Max Area of Triangle: x & y Axes & e^{-5x} Tangents

[Petrus]

considering the set of triangles, whose sides are the x and y axes, and the tangents to the curve \(\displaystyle e^{-5x}, x>0\) to estimate the maximum area of such a triangle can be.
I have no progress, well I know area is \(\displaystyle \frac{x*y}{2}\).

 

[Ackbach]

Re: Triangel max area

Can you get a handle on the tangent lines? Suppose I asked you to find the tangent line to $e^{-5x}$ at the value $x=1$. How would you get that? And how would you get it if I asked you to find the equation of the tangent line at $x=2$? How about an arbitrary $x$?

 

[Petrus]

Re: Triangel max area

Can you get a handle on the tangent lines? Suppose I asked you to find the tangent line to $e^{-5x}$ at the value $x=1$. How would you get that? And how would you get it if I asked you to find the equation of the tangent line at $x=2$? How about an arbitrary $x$?

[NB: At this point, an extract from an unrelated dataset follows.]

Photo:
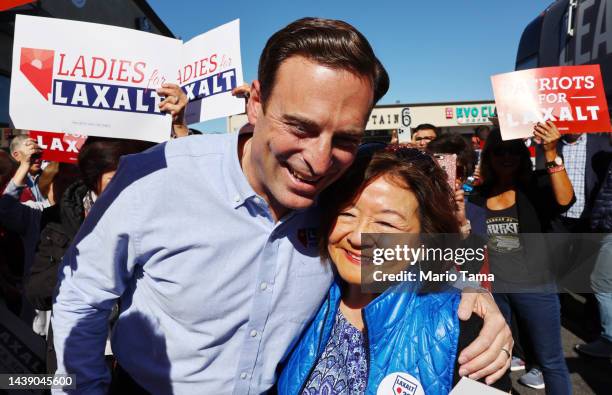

for the first problem i put in x=1 in the orginal function to get y then i derivate it and put x=1 to get the slope, the derivate of the function will be \(\displaystyle -5e^{-5x}\) and put x =1 to get the slope. let's simpliefie and say y=0 and m(slope)=2 then we got the tangent equation \(\displaystyle y-y_1=m(x-x_1)\) if we take with those number i said and we get the tangent equation \(\displaystyle y=2x-2\)

 

[MarkFL]

Let's use \(\displaystyle f(x)=e^{-5x}\). You have correctly differentiated to find:

\(\displaystyle f'(x)=-5e^{-5x}\)

However, you have evaluated \(\displaystyle f(0)\) incorrectly. Can you see what you did wrong?

 

[Petrus]

Let's use \(\displaystyle f(x)=e^{-5x}\). You have correctly differentiated to find:

\(\displaystyle f'(x)=-5e^{-5x}\)

However, you have evaluated \(\displaystyle f(0)\) incorrectly. Can you see what you did wrong?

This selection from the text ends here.